Not macht erfinderisch — selbst mausgraue Banker aus Deutschland werden im aktuellen Zinsumfeld zu Geldmarkt-Künstlern und basteln bunte Powerpoint-Folien samt kreativen Anlagezwittern. Das erklärte Ziel: den Strafzinsen der Europäischen Zentralbank (EZB) zu entgehen. Banken und Sparkassen bieten inzwischen Kredite mit sogenanntem Zinsbonus an. Der Kunde erhält zum Kredit also eine Gutschrift der Bank. Damit können primär AAA-Schuldner wie Städte und Kommunen rechnen, wenn sie sich Geld leihen. Ins deutsche Mutterland fallen inzwischen insbesondere niederländische und skandinavische Banken ein und locken mit tollen Prämien auf Darlehen.

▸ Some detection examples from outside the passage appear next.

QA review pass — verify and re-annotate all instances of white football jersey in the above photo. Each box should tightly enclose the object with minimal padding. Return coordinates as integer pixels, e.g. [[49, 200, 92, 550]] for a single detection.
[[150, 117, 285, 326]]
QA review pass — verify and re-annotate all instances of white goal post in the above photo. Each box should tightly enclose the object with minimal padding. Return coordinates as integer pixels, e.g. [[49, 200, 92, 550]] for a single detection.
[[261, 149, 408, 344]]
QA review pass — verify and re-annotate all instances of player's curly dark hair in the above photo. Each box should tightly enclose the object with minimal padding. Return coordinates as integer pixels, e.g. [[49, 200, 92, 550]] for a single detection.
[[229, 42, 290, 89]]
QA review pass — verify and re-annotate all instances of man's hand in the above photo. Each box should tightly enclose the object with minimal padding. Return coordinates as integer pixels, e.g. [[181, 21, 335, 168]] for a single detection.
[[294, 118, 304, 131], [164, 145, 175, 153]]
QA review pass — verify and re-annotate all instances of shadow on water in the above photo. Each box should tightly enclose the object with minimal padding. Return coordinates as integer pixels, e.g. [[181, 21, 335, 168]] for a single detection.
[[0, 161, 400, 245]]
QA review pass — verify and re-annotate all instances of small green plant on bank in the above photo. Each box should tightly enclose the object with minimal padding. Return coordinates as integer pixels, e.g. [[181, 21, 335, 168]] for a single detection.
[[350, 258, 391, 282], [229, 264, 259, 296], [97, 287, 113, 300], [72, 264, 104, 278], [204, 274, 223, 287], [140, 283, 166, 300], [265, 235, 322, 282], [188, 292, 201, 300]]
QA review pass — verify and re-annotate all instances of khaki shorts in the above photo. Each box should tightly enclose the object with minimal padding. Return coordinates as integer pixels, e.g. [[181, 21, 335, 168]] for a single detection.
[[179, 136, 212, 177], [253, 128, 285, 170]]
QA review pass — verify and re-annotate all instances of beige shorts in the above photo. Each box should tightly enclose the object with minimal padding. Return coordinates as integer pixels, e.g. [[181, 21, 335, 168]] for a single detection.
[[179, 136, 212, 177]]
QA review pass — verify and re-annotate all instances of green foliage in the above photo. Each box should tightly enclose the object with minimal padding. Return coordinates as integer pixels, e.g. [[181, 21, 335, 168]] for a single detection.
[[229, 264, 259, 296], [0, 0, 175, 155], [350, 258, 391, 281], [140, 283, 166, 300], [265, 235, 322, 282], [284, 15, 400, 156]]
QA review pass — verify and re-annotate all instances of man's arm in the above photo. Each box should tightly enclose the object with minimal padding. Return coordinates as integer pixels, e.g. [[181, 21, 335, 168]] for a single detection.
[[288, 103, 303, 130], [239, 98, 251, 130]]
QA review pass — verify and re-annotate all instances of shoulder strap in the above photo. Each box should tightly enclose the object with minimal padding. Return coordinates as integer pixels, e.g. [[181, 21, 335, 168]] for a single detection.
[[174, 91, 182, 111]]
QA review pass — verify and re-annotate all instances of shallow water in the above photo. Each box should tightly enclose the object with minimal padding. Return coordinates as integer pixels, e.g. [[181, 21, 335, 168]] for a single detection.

Die Kredite mit Zinsbonus zeigen, wie sehr der EZB-Strafzins das Bankgeschäft verändert. Der bayerische Sparkassenverband hat jüngst gar berechnet, ob es nicht günstiger wäre, das Geld in einem Tresor zu bunkern statt bei der EZB. Banken müssen derzeit einen Strafzins von 0,3 Prozent für Übernachteinlagen bei der EZB zahlen. Marktexperten erwarten, dass die Notenbank den Einlagenzins diese Woche auf minus 0,4 oder 0,5 Prozent senkt. Damit sollen Geldhäuser zu mehr Kreditvergaben bewegt werden.
Denn der Strafzins kostet die Kreditinstitute Milliarden, vor allem dann, wenn sie nicht gegensteuern. Das machen sie zum Beispiel, indem sie ihrerseits Strafzinsen von Unternehmen verlangen – wie sie etwa die Commerzbank von einigen Geschäftskunden fordert. Alternativ können die Banken Kredite mit Zinsplus vergeben. Als Basis für die Berechnung der Zinsprämie dürfte ein Geldhaus sich am Eonia-Zinssatz orientieren, zu dem sich Banken untereinander täglich Geld leihen. Der liegt aktuell bei minus 0,24 Prozent. Darauf muss das Geldhaus seine Kreditmarge ansetzen. Als Prämie für die Kommune könnten laut Beobachtern 0,05 Prozent bleiben. Unbekannt sind Parkgebühren in Deutschland für die Geldanlage indes nicht. So profitiert der deutsche Staat schon seit längerem: Bei den Bundesanleihen mit einer Laufzeit von bis zu fünf Jahren verdient Finanzminister Schäuble ordentlich Geld.